I'd say if we really want to feature-flag it, let's just add the flag now so it can be tested by the community. I'm not sure this is a "feature" though, all we are doing is changing the binary used by container_pull and container_load; the behavior is the same. If anyone would like to try it now, you can test it via https://github.com/pcj/rules_docker_1918.

We can also add a gazelle update-repos rule and make the go.mod file the source of truth, another small improvement that is long overdue.

[johnynek]

@johnynek nice to hear from you, it's been a while since I sat next to you at bazelcon like 4 or 5 years ago! It is a misunderstanding that this PR compromises hermiticity. The compiler tool will have the same hash as the user requested @go_sdk//:bin/go, the source is at a known commit, and the deps are vendored. I don't see how jq is relevant. This isn't about using random tools expected to exist in the user's workstation PATH.

Indeed! I remember you as well. I hope you have been well since.

I apologize for my misunderstanding. My (clearly poor) understanding was that we were expecting go to be installed on the machine. As we are using these rules more, I became concerned if that were true, but I am happy to be wrong! Thanks for taking the time and being patient with me.

[alexeagle]

the next set wants jq on the path

off-topic, but that toolchain exists too: https://docs.aspect.build/aspect-build/bazel-lib/v0.9.6/docs/jq-docgen.html#jq

[uhthomas]

I have some concerns with building anything during the analysis phase.

The rust ruleset has this exact same issue. The crate_universe rule uses a rust binary which may either be a prebuilt asset, or built during the analysis phase similar to this.

bazelbuild/rules_rust#1287

Go compiles much faster, but the problems are still the same. Repository rules are not cacheable, not guaranteed to be hermetic and may make analysis much slower. This is mostly Bazel's fault, I think. Most rulesets encounter this chicken-egg problem for repository_rules and there should be native support for it.

[sluongng]

This is mostly Bazel's fault, I think.
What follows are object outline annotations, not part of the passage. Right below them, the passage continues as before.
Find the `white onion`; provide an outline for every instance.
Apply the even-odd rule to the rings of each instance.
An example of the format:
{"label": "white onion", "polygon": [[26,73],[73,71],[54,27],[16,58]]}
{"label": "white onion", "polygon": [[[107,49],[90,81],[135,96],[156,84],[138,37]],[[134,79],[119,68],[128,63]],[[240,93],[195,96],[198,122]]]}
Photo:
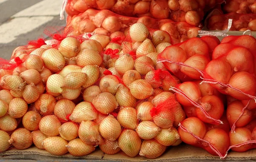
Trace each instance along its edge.
{"label": "white onion", "polygon": [[61,136],[67,141],[71,141],[78,136],[79,126],[72,122],[67,122],[59,128]]}
{"label": "white onion", "polygon": [[122,128],[117,120],[112,115],[109,115],[99,124],[99,130],[105,139],[114,141],[120,136]]}
{"label": "white onion", "polygon": [[39,129],[42,133],[47,136],[58,135],[58,128],[61,126],[61,122],[53,115],[43,117],[39,122]]}
{"label": "white onion", "polygon": [[82,102],[77,104],[70,117],[70,120],[75,122],[90,121],[96,119],[97,112],[90,102]]}
{"label": "white onion", "polygon": [[79,138],[70,141],[66,147],[71,155],[76,156],[86,155],[95,149],[94,145],[87,144]]}
{"label": "white onion", "polygon": [[145,121],[139,124],[136,128],[136,132],[141,139],[150,139],[160,133],[161,128],[152,122]]}
{"label": "white onion", "polygon": [[45,51],[42,54],[42,59],[45,66],[54,73],[62,70],[65,66],[65,58],[56,49]]}
{"label": "white onion", "polygon": [[15,98],[9,104],[8,114],[15,118],[19,118],[23,117],[27,110],[28,104],[26,101],[20,98]]}
{"label": "white onion", "polygon": [[108,114],[113,112],[118,106],[115,97],[108,92],[102,93],[93,99],[92,103],[100,113]]}

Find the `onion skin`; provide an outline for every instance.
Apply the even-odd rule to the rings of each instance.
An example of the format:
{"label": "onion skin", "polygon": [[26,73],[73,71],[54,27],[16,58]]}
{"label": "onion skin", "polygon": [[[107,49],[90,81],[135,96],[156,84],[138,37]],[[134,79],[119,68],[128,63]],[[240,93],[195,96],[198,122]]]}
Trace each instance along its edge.
{"label": "onion skin", "polygon": [[59,136],[51,136],[43,142],[43,145],[45,150],[54,155],[62,155],[68,152],[66,145],[67,142]]}
{"label": "onion skin", "polygon": [[161,145],[155,139],[145,140],[142,142],[140,155],[149,159],[160,156],[164,152],[166,146]]}
{"label": "onion skin", "polygon": [[3,131],[0,130],[0,141],[1,141],[0,153],[6,151],[11,146],[11,145],[8,142],[9,140],[10,140],[9,134]]}
{"label": "onion skin", "polygon": [[139,153],[141,139],[134,131],[126,129],[122,131],[118,138],[120,148],[130,157],[134,157]]}
{"label": "onion skin", "polygon": [[32,145],[33,139],[29,131],[25,128],[19,128],[13,132],[8,142],[16,148],[23,150]]}
{"label": "onion skin", "polygon": [[95,149],[94,146],[87,144],[80,139],[77,138],[70,141],[66,145],[70,154],[76,156],[81,156],[88,154]]}
{"label": "onion skin", "polygon": [[33,142],[35,146],[40,149],[44,149],[43,146],[43,141],[47,138],[47,136],[40,131],[35,131],[31,133]]}

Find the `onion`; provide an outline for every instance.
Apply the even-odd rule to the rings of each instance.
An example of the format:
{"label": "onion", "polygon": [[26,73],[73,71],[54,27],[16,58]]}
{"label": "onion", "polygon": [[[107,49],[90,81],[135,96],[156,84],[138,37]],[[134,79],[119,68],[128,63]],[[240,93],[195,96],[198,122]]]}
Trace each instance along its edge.
{"label": "onion", "polygon": [[102,59],[97,51],[86,49],[81,51],[76,59],[77,65],[82,67],[88,65],[99,66],[102,63]]}
{"label": "onion", "polygon": [[55,73],[62,70],[65,65],[65,58],[56,49],[45,51],[42,54],[42,59],[46,68]]}
{"label": "onion", "polygon": [[0,117],[5,115],[8,111],[8,105],[7,103],[3,100],[0,100]]}
{"label": "onion", "polygon": [[66,140],[59,136],[51,136],[44,140],[43,146],[45,150],[54,155],[61,155],[68,152]]}
{"label": "onion", "polygon": [[146,26],[142,23],[136,23],[131,26],[129,32],[131,39],[136,42],[144,41],[149,33]]}
{"label": "onion", "polygon": [[[214,128],[207,131],[204,139],[209,142],[221,155],[225,154],[230,145],[228,134],[220,128]],[[212,154],[219,155],[210,148],[209,144],[203,142],[203,145],[204,146],[204,148]]]}
{"label": "onion", "polygon": [[72,122],[62,124],[58,128],[61,136],[67,141],[71,141],[78,136],[79,126]]}
{"label": "onion", "polygon": [[[203,139],[206,133],[205,125],[198,118],[190,117],[185,119],[181,124],[195,136],[197,136],[201,139]],[[178,131],[180,136],[180,139],[185,143],[196,146],[200,142],[199,139],[191,135],[189,133],[184,131],[180,127],[179,127]]]}
{"label": "onion", "polygon": [[85,40],[81,44],[81,50],[85,49],[97,51],[99,54],[102,51],[101,44],[95,40]]}
{"label": "onion", "polygon": [[138,80],[129,85],[131,94],[139,99],[145,99],[153,94],[154,89],[151,85],[145,80]]}
{"label": "onion", "polygon": [[33,131],[31,133],[33,142],[35,146],[40,149],[44,149],[43,146],[43,141],[47,138],[47,136],[40,131]]}
{"label": "onion", "polygon": [[[229,84],[244,93],[254,95],[256,91],[256,80],[252,74],[244,71],[237,72],[230,78]],[[236,99],[244,100],[250,98],[235,90],[228,88],[226,92]]]}
{"label": "onion", "polygon": [[110,37],[98,34],[93,35],[90,37],[89,39],[95,40],[99,42],[103,49],[104,49],[111,41]]}
{"label": "onion", "polygon": [[136,110],[130,107],[122,107],[117,115],[117,120],[124,128],[135,130],[138,125]]}
{"label": "onion", "polygon": [[122,131],[120,124],[111,115],[102,120],[99,124],[99,129],[103,137],[112,142],[118,138]]}
{"label": "onion", "polygon": [[154,139],[164,146],[170,146],[175,144],[180,139],[177,130],[173,127],[162,129],[161,132]]}
{"label": "onion", "polygon": [[156,19],[167,19],[169,16],[169,9],[165,0],[152,0],[150,4],[150,13]]}
{"label": "onion", "polygon": [[[229,137],[230,145],[233,145],[241,143],[246,142],[251,140],[252,133],[246,128],[236,128],[236,133],[230,132]],[[231,150],[236,152],[243,152],[250,149],[251,144],[246,144],[239,147],[233,147]]]}
{"label": "onion", "polygon": [[152,122],[144,121],[139,124],[136,132],[141,139],[150,139],[157,136],[161,132],[161,128]]}
{"label": "onion", "polygon": [[23,117],[28,110],[28,104],[23,99],[15,98],[9,104],[8,114],[12,117],[19,118]]}
{"label": "onion", "polygon": [[122,77],[124,83],[126,86],[129,86],[134,81],[141,79],[140,73],[134,70],[130,70],[125,73]]}
{"label": "onion", "polygon": [[120,148],[127,155],[134,157],[140,152],[141,139],[134,131],[126,129],[122,131],[118,138]]}
{"label": "onion", "polygon": [[54,110],[56,100],[54,97],[49,94],[43,94],[35,102],[36,110],[43,115],[52,114]]}
{"label": "onion", "polygon": [[61,125],[61,122],[55,116],[47,115],[40,120],[39,129],[47,136],[57,136],[59,134],[58,128]]}
{"label": "onion", "polygon": [[39,122],[41,117],[35,111],[28,111],[22,118],[22,124],[25,128],[29,131],[35,131],[38,129]]}
{"label": "onion", "polygon": [[82,121],[93,120],[96,117],[97,112],[91,104],[82,102],[76,106],[70,119],[73,122],[81,122]]}
{"label": "onion", "polygon": [[105,139],[104,143],[99,145],[99,148],[104,153],[113,155],[117,153],[121,149],[118,145],[118,141],[113,142]]}
{"label": "onion", "polygon": [[10,136],[8,133],[3,131],[0,130],[0,140],[1,141],[1,146],[0,146],[0,153],[5,151],[11,146],[8,142],[10,140]]}
{"label": "onion", "polygon": [[227,117],[230,126],[235,124],[236,127],[242,127],[246,125],[253,119],[253,112],[247,109],[244,110],[242,115],[240,117],[244,107],[238,101],[234,101],[228,105]]}
{"label": "onion", "polygon": [[16,148],[23,150],[32,145],[33,139],[29,131],[25,128],[19,128],[13,132],[8,142]]}
{"label": "onion", "polygon": [[70,141],[66,147],[71,155],[77,156],[88,154],[95,149],[93,145],[84,143],[78,138]]}
{"label": "onion", "polygon": [[82,121],[78,134],[80,139],[87,144],[97,145],[103,142],[99,135],[99,125],[92,121]]}
{"label": "onion", "polygon": [[140,155],[149,159],[156,158],[160,156],[166,148],[166,146],[160,144],[155,139],[145,140],[141,144]]}
{"label": "onion", "polygon": [[150,102],[145,102],[139,105],[137,108],[137,117],[142,121],[151,121],[153,117],[150,115],[150,111],[154,105]]}

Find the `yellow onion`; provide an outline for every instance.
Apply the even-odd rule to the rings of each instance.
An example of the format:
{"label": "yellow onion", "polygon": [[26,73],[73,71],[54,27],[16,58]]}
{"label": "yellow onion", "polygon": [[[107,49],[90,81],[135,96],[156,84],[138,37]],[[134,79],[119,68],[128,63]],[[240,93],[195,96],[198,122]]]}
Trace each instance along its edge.
{"label": "yellow onion", "polygon": [[122,107],[120,108],[117,118],[118,122],[124,128],[135,130],[138,125],[136,110],[130,107]]}
{"label": "yellow onion", "polygon": [[119,57],[115,63],[115,68],[120,74],[123,75],[125,73],[134,68],[134,61],[129,54],[125,54]]}
{"label": "yellow onion", "polygon": [[10,132],[15,129],[17,125],[16,119],[7,114],[0,117],[0,129],[1,130]]}
{"label": "yellow onion", "polygon": [[115,97],[108,92],[103,92],[97,95],[92,101],[95,108],[100,113],[108,114],[118,106]]}
{"label": "yellow onion", "polygon": [[9,104],[8,114],[15,118],[23,117],[28,110],[28,104],[20,98],[15,98],[12,99]]}
{"label": "yellow onion", "polygon": [[43,115],[52,114],[54,110],[56,104],[56,99],[49,94],[43,94],[35,102],[35,106],[37,111]]}
{"label": "yellow onion", "polygon": [[25,65],[28,69],[35,69],[41,71],[44,67],[44,61],[39,56],[29,55],[26,60]]}
{"label": "yellow onion", "polygon": [[32,145],[33,139],[29,131],[26,128],[19,128],[13,132],[8,142],[16,148],[23,150]]}
{"label": "yellow onion", "polygon": [[145,56],[149,53],[156,52],[157,50],[152,43],[151,40],[147,38],[138,47],[136,51],[136,57],[138,58]]}
{"label": "yellow onion", "polygon": [[109,115],[102,120],[99,128],[103,138],[112,142],[117,139],[122,131],[120,124],[111,115]]}
{"label": "yellow onion", "polygon": [[129,85],[131,93],[137,99],[145,99],[153,94],[154,89],[145,80],[136,80]]}
{"label": "yellow onion", "polygon": [[136,23],[130,27],[130,35],[136,42],[144,41],[149,33],[147,27],[142,23]]}
{"label": "yellow onion", "polygon": [[161,132],[154,137],[159,143],[164,146],[172,145],[180,138],[178,131],[174,127],[162,129]]}
{"label": "yellow onion", "polygon": [[52,74],[52,73],[49,69],[45,67],[43,68],[43,69],[40,71],[40,76],[44,84],[46,84],[48,78]]}
{"label": "yellow onion", "polygon": [[33,83],[26,85],[22,92],[23,98],[28,104],[36,101],[39,95],[38,89]]}
{"label": "yellow onion", "polygon": [[[58,73],[58,74],[61,75],[62,77],[65,77],[69,73],[72,72],[81,72],[82,68],[75,65],[69,65],[65,66],[64,68]],[[52,74],[51,74],[52,75]],[[47,78],[48,78],[47,77]]]}
{"label": "yellow onion", "polygon": [[67,141],[71,141],[78,136],[79,126],[72,122],[67,122],[59,128],[61,136]]}
{"label": "yellow onion", "polygon": [[152,43],[155,47],[161,43],[172,43],[172,38],[170,34],[166,31],[157,30],[152,34],[151,36]]}
{"label": "yellow onion", "polygon": [[89,154],[93,151],[95,147],[84,143],[79,138],[74,139],[66,145],[68,152],[72,155],[81,156]]}
{"label": "yellow onion", "polygon": [[80,52],[81,44],[76,39],[67,37],[61,41],[58,50],[63,56],[70,59],[76,56]]}
{"label": "yellow onion", "polygon": [[87,75],[81,72],[72,72],[65,77],[64,87],[67,88],[78,89],[84,84]]}
{"label": "yellow onion", "polygon": [[55,115],[47,115],[40,120],[39,129],[47,136],[57,136],[59,134],[58,128],[61,125],[61,122]]}
{"label": "yellow onion", "polygon": [[41,81],[41,77],[39,72],[35,69],[29,69],[20,74],[20,77],[26,82],[28,84],[32,83],[36,85]]}
{"label": "yellow onion", "polygon": [[26,85],[26,82],[24,82],[22,78],[19,76],[5,75],[2,78],[3,78],[3,81],[5,82],[5,84],[6,86],[6,88],[8,88],[9,90],[22,91]]}
{"label": "yellow onion", "polygon": [[101,92],[99,86],[92,85],[84,90],[83,93],[83,98],[84,101],[91,102],[93,99]]}
{"label": "yellow onion", "polygon": [[8,111],[8,105],[0,99],[0,117],[5,115]]}
{"label": "yellow onion", "polygon": [[88,65],[99,66],[102,63],[102,59],[98,51],[85,49],[79,53],[76,61],[77,65],[82,67]]}
{"label": "yellow onion", "polygon": [[157,46],[156,50],[157,50],[157,52],[160,53],[163,52],[166,48],[169,46],[170,45],[172,45],[172,44],[167,42],[161,43]]}
{"label": "yellow onion", "polygon": [[150,115],[150,110],[154,108],[151,102],[144,102],[142,103],[137,108],[137,117],[142,121],[151,121],[153,117]]}
{"label": "yellow onion", "polygon": [[51,75],[47,80],[46,86],[47,92],[55,94],[60,94],[63,92],[65,79],[60,74]]}
{"label": "yellow onion", "polygon": [[44,149],[43,146],[43,141],[47,138],[47,136],[39,130],[32,131],[31,134],[35,145],[40,149]]}
{"label": "yellow onion", "polygon": [[85,83],[83,85],[84,88],[86,88],[94,84],[99,77],[99,69],[95,65],[89,65],[84,66],[81,72],[87,75]]}
{"label": "yellow onion", "polygon": [[160,133],[161,128],[152,122],[145,121],[139,124],[136,132],[141,139],[150,139]]}
{"label": "yellow onion", "polygon": [[38,90],[38,92],[40,94],[44,94],[44,90],[45,90],[45,88],[44,87],[44,84],[43,84],[43,82],[39,82],[38,83],[38,84],[35,85],[35,87],[37,88]]}
{"label": "yellow onion", "polygon": [[103,142],[99,135],[99,125],[90,121],[82,122],[79,127],[78,135],[79,138],[87,144],[97,145]]}
{"label": "yellow onion", "polygon": [[148,72],[154,69],[154,65],[153,60],[150,57],[142,56],[135,60],[134,67],[140,74],[146,75]]}
{"label": "yellow onion", "polygon": [[85,40],[81,44],[81,50],[85,49],[97,51],[100,54],[102,51],[102,47],[99,42],[95,40]]}
{"label": "yellow onion", "polygon": [[111,41],[111,38],[108,36],[101,34],[94,34],[90,37],[89,40],[95,40],[99,42],[102,49],[105,48]]}
{"label": "yellow onion", "polygon": [[166,146],[161,145],[155,139],[145,140],[142,142],[140,155],[149,159],[160,156],[164,152]]}
{"label": "yellow onion", "polygon": [[134,157],[140,152],[141,139],[138,134],[131,129],[124,130],[118,138],[118,145],[127,155]]}
{"label": "yellow onion", "polygon": [[119,106],[134,108],[137,101],[130,92],[130,90],[120,84],[116,94],[116,99]]}
{"label": "yellow onion", "polygon": [[38,128],[39,122],[41,117],[40,114],[35,111],[28,111],[22,118],[22,124],[29,131],[35,131]]}
{"label": "yellow onion", "polygon": [[68,152],[66,147],[67,144],[66,140],[59,136],[50,136],[43,141],[44,149],[50,153],[56,155],[64,155]]}
{"label": "yellow onion", "polygon": [[54,107],[54,115],[59,119],[67,121],[68,115],[72,114],[76,105],[74,102],[67,99],[62,99],[58,101]]}
{"label": "yellow onion", "polygon": [[126,86],[129,86],[134,81],[141,79],[141,77],[140,73],[134,70],[130,70],[125,72],[122,77],[123,82]]}
{"label": "yellow onion", "polygon": [[36,48],[36,49],[31,52],[31,53],[30,53],[30,55],[35,55],[41,57],[41,56],[42,56],[42,54],[43,54],[45,50],[48,49],[49,48],[46,49],[42,47],[39,48]]}
{"label": "yellow onion", "polygon": [[97,111],[90,102],[81,102],[76,106],[70,119],[72,121],[81,122],[83,121],[90,121],[96,119]]}
{"label": "yellow onion", "polygon": [[42,54],[45,66],[51,71],[57,73],[65,66],[65,57],[56,49],[50,48]]}
{"label": "yellow onion", "polygon": [[11,146],[11,145],[8,142],[10,140],[10,136],[8,133],[3,131],[0,130],[0,153],[5,151]]}
{"label": "yellow onion", "polygon": [[118,145],[118,141],[115,140],[113,142],[105,139],[104,143],[99,145],[99,148],[105,153],[113,155],[117,153],[121,149]]}

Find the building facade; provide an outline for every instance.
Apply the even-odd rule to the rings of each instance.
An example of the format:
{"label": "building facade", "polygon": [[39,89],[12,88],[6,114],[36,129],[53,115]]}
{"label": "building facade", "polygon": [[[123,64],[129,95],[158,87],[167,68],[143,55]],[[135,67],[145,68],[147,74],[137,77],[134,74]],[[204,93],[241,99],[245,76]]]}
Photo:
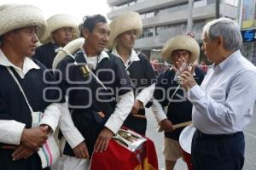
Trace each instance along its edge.
{"label": "building facade", "polygon": [[256,65],[256,0],[241,1],[241,53]]}
{"label": "building facade", "polygon": [[[108,0],[108,3],[110,20],[129,11],[141,14],[143,31],[135,48],[151,60],[157,59],[161,62],[160,50],[164,43],[174,36],[187,32],[189,0]],[[207,21],[217,16],[237,18],[237,0],[194,0],[192,14],[192,31],[201,43],[202,27]],[[205,57],[201,56],[201,60],[206,60]]]}

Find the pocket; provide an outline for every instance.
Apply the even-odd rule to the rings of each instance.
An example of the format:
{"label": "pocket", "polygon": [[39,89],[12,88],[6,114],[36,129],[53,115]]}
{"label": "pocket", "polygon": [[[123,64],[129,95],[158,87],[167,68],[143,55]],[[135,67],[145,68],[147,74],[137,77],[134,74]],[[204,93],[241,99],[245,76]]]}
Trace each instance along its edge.
{"label": "pocket", "polygon": [[49,136],[46,143],[43,144],[38,154],[41,159],[43,168],[52,166],[60,157],[58,144],[52,135]]}
{"label": "pocket", "polygon": [[43,112],[34,111],[32,114],[32,127],[36,128],[39,126],[40,121],[43,117]]}

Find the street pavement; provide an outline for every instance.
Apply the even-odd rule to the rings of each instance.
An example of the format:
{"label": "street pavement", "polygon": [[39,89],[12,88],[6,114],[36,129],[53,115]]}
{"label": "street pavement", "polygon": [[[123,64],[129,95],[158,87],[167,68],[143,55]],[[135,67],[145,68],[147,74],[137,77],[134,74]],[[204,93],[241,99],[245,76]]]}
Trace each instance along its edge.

Most rulesets encounter this chicken-egg problem for repository_rules and there should be native support for it.

@uhthomas would you mind starting an issue in https://github.com/bazelbuild/bazel for this? Might be an interesting topic to have interleaving build-load-analysis in bazel (fairly complex problem as well).

[uhthomas]

https://github.com/bazelbuild/bazel

I think there has already been some prior discussion.

https://groups.google.com/g/bazel-discuss/c/VOlUArGxD3U

bazelbuild/bazel#4069

[github-actions]

This Pull Request has been automatically marked as stale because it has not had any activity for 180 days. It will be closed if no further activity occurs in 30 days.
Collaborators can add an assignee to keep this open indefinitely. Thanks for your contributions to rules_docker!

[grepwood]

I'm actually very much in favor of either this, or moving these extra binaries into GitHub releases. Where I'm using rules_docker, I don't have Internet access except GitHub access via local Artifactory, so I'm looking at either smuggling storage.googleapis.com artifacts into a manually managed Artifactory repo, or persuading our security team into opening a mirror to storage.googleapis.com.